Use segment_ids instead of use_export_flags when the caller wants an explicit segment subset:

{
  "video_id": 123,
  "segment_ids": [10, 11, 12],
  "output_dir": "data/export/video_123_training",
  "output_format": "json",
  "export_frames": true,
  "use_frame_pk_paths": true
}

Management Command Example

The same exporter is available as a Django management command:

python manage.py export_frame_annot \
  --output-dir data/export/video_123_training \
  --output-path annotations.csv \
  --video-id 123 \
  --only-true \
  --use-export-flags \
  --export-frames \
  --transcode-frames \
  --transcode-fps 30 \
  --transcode-quality 2 \
  --transcode-ext jpg \
  --use-frame-pk-paths

To create frame-level annotations from selected segments before export:

python manage.py ensure_segment_annotations --video-id 123

Run this command only after the selected video or segment set has been reviewed; unlike the UI backfill request, the command does not enforce a validated-only filter. Use --dry-run first to inspect how many annotations would be created:

python manage.py ensure_segment_annotations --video-id 123 --dry-run

Standardized AI Dataset JSON

For application-level AI datasets, use the settings page:

  1. Open /application-settings.

  2. Choose the AI dataset name and type.

  3. Save the settings.

  4. Click KI-Datensatz exportieren.

The frontend calls:

  • GET /api/settings/application/dropdowns/ai_datasets/

  • POST /api/settings/application/ai_dataset_export/

The export writes a validated JSON payload under <EXPORT_DIR>/ai_datasets/<dataset>_<type>_<timestamp>.json.

The JSON payload includes:

  • schema_version

  • dataset_id

  • dataset_type

  • ai_model_type

  • summary

  • patient_videos

  • frame_annotations

frame_annotations contains frame ids, frame numbers, relative paths, labels, annotation values, annotators, information source names, model metadata ids, and timestamps. patient_videos contains the standardized lx_dtypes PatientVideoFile structure and attached video segments.

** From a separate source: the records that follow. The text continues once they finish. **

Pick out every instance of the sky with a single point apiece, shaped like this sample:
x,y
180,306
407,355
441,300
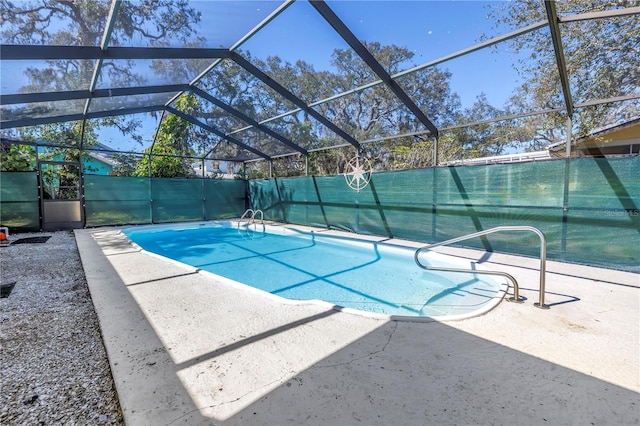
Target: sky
x,y
430,29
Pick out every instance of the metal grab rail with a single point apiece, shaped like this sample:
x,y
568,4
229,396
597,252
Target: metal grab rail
x,y
516,289
251,218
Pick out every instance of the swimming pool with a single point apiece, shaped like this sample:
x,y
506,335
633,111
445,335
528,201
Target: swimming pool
x,y
350,273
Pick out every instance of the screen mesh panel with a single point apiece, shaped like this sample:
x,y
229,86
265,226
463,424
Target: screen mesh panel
x,y
114,200
19,205
586,207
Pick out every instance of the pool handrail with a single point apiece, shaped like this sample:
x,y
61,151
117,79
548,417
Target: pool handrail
x,y
516,289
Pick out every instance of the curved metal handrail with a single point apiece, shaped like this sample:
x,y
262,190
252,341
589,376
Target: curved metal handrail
x,y
246,213
516,295
261,216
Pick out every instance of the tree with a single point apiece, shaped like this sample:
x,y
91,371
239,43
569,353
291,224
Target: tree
x,y
17,158
602,59
169,155
72,23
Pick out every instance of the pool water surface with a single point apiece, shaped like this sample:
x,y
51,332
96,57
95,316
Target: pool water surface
x,y
347,272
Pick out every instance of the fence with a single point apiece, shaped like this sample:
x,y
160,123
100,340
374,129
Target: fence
x,y
587,207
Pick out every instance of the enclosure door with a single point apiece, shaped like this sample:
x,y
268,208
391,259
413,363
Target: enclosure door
x,y
60,197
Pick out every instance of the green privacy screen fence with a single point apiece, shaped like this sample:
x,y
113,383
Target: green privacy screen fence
x,y
19,201
115,200
587,207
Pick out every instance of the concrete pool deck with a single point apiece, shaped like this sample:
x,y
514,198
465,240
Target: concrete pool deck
x,y
185,348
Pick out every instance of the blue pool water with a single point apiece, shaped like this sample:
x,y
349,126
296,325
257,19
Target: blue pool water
x,y
351,273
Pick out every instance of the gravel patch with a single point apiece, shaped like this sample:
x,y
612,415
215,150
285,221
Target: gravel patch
x,y
53,365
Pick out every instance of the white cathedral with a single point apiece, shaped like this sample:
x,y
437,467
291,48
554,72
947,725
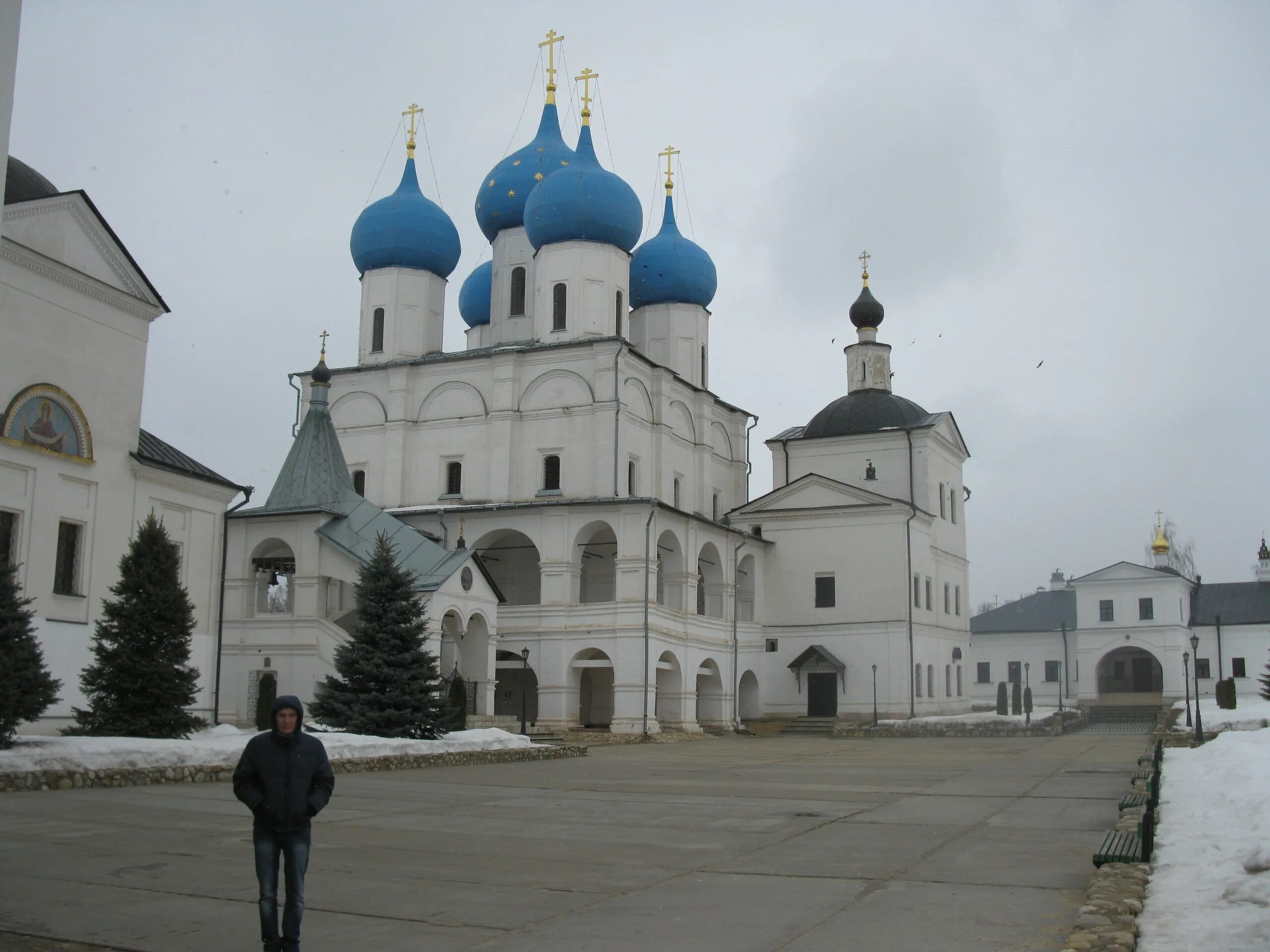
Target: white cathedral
x,y
574,498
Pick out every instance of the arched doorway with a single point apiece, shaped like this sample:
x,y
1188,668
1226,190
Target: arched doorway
x,y
595,673
515,682
1130,676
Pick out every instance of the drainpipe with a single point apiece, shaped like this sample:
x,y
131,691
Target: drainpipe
x,y
750,466
652,512
618,416
908,581
220,613
736,682
296,424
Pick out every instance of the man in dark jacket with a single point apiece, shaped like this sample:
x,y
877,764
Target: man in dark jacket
x,y
285,778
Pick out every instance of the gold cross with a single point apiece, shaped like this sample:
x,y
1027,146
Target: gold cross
x,y
671,151
550,45
587,75
413,112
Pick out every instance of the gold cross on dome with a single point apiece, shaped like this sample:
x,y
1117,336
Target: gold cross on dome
x,y
587,75
414,112
670,153
552,70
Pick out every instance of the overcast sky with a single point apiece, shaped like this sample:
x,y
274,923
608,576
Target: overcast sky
x,y
1083,184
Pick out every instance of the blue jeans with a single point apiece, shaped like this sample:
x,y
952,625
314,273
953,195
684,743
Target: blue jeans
x,y
295,848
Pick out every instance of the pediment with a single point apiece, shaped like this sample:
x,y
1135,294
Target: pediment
x,y
815,492
69,230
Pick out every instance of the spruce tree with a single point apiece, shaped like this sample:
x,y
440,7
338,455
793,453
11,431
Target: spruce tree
x,y
141,682
386,683
27,690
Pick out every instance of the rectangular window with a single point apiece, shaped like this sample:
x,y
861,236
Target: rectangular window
x,y
825,597
552,473
66,570
8,538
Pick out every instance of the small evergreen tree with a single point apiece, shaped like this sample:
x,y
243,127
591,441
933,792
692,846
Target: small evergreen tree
x,y
386,682
27,690
140,682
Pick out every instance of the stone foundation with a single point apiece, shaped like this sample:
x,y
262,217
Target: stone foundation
x,y
150,776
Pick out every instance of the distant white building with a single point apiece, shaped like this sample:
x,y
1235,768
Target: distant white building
x,y
76,470
1122,636
574,446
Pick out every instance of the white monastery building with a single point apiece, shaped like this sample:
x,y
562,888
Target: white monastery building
x,y
567,484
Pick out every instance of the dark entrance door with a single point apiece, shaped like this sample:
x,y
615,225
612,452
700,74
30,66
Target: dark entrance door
x,y
1142,674
822,695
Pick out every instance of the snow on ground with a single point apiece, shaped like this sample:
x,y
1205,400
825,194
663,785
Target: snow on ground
x,y
973,717
1250,714
224,746
1210,885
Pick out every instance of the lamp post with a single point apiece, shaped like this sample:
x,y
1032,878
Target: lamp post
x,y
876,696
1187,682
1199,720
525,683
1028,686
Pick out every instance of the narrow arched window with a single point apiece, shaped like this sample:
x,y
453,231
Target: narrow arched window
x,y
558,307
517,293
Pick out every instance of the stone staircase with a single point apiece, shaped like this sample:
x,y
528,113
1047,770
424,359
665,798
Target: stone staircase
x,y
810,728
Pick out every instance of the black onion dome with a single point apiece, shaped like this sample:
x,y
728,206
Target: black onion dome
x,y
864,412
24,184
867,311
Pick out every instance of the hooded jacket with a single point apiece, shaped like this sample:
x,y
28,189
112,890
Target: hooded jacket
x,y
285,778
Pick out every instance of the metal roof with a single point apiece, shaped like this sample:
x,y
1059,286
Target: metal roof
x,y
1042,611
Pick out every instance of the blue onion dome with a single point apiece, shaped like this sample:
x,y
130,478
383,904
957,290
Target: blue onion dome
x,y
474,296
668,268
583,202
405,230
504,192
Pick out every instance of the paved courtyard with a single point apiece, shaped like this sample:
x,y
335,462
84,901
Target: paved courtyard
x,y
738,843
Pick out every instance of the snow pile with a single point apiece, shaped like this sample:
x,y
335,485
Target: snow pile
x,y
973,717
223,746
1210,887
1251,714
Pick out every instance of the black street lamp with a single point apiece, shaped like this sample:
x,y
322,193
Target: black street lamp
x,y
1199,720
525,683
876,696
1187,682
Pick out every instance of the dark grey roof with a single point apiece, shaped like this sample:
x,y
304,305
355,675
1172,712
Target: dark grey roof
x,y
1042,611
24,184
1237,602
155,452
867,412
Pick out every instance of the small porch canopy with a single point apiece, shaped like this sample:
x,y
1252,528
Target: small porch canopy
x,y
818,658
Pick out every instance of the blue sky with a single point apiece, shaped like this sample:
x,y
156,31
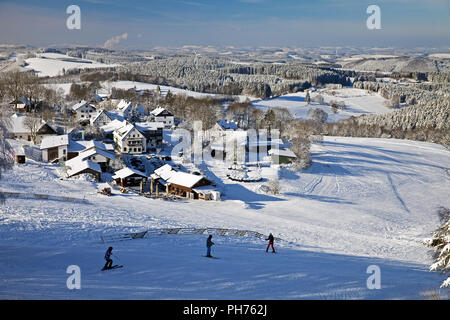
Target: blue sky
x,y
405,23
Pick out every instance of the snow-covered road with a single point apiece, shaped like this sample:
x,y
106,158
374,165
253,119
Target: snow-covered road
x,y
363,201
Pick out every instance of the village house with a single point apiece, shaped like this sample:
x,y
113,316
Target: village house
x,y
182,184
84,110
128,177
125,109
114,125
78,167
224,125
102,118
18,151
129,140
21,105
76,147
164,116
97,152
55,148
153,133
282,156
21,131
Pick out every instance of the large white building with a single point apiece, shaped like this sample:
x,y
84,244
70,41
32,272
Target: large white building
x,y
84,110
55,148
164,116
130,140
19,128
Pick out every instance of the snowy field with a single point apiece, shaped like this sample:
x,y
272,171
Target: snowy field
x,y
52,64
357,101
363,202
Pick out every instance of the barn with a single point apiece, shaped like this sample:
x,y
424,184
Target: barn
x,y
128,177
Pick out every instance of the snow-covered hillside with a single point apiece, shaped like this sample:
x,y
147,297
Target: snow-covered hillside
x,y
357,102
53,64
363,202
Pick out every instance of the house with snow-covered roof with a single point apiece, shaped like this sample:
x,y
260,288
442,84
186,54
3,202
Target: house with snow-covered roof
x,y
18,127
94,152
79,166
224,125
153,133
84,110
162,115
55,148
102,118
125,108
182,184
128,177
129,139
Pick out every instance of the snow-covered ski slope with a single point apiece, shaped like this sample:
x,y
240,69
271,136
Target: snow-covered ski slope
x,y
363,202
357,101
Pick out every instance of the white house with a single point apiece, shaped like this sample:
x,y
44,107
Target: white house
x,y
84,110
20,130
130,140
84,166
224,125
153,133
55,148
125,108
94,154
164,116
102,118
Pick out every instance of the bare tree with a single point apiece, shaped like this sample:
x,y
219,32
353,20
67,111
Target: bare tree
x,y
12,84
6,160
307,97
33,124
318,115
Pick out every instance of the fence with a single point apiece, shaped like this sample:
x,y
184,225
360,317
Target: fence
x,y
182,231
40,196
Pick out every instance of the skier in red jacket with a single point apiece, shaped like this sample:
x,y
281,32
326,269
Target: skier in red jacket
x,y
271,239
108,259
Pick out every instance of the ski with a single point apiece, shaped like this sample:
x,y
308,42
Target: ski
x,y
113,267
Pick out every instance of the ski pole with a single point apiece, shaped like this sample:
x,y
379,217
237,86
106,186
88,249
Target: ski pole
x,y
116,257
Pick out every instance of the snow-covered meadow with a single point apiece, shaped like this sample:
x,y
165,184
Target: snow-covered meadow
x,y
357,102
53,64
363,202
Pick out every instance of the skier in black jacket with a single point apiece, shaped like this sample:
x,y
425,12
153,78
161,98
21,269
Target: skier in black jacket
x,y
108,259
271,239
209,244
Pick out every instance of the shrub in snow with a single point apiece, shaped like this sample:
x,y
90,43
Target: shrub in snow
x,y
274,186
318,115
440,242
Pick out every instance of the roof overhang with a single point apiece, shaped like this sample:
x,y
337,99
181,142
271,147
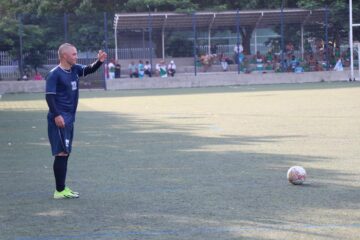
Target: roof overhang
x,y
259,18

This JSON path is the better choice when downstream tooling should consume a single typed contract instead of a flat CSV.

GastroNet-Style Training

The current backend exposes an image multilabel training path for AIDataSet rows whose:

  • dataset_type is image

  • ai_model_type is image_multilabel_classification

Users can start training from /model-training. The UI offers active image multilabel datasets, sampling strategy controls, and backbone options including gastro_rn50.

The API path is:

  • GET /api/settings/application/model_training/options/

  • POST /api/settings/application/model_training/runs/

  • GET /api/settings/application/model_training/runs/<run_id>/

The equivalent management command is:

python manage.py train_image_multilabel_model \
  --dataset-id 7 \
  --backbone-name gastro_rn50 \
  --epochs 10 \
  --batch-size 32 \
  --labelset-version 1 \
  --freeze-backbone \
  --treat-unlabeled-as-negative

For custom training code, the helper dataset class is endoreg_db.utils.ai.model_training.dataset.EndoMultiLabelDataset. It expects:

  • image paths

  • label vectors

  • label masks

This matches the exported annotation structure: group rows by frame, create one vector position per label, set the value from value, and set the mask for labels with known annotations.

Practical Checks

Before handing an export to model training, verify:

  • The source video was anonymization-validated.

  • Segment validation and frame annotation creation are complete.

  • The exported CSV or JSON has non-zero annotation rows.

  • Every frame_relative_path resolves under the exported frames/ directory when frame files are needed.

  • The dataset type matches the model path: image multilabel training only uses AIDataSet rows with dataset_type=image.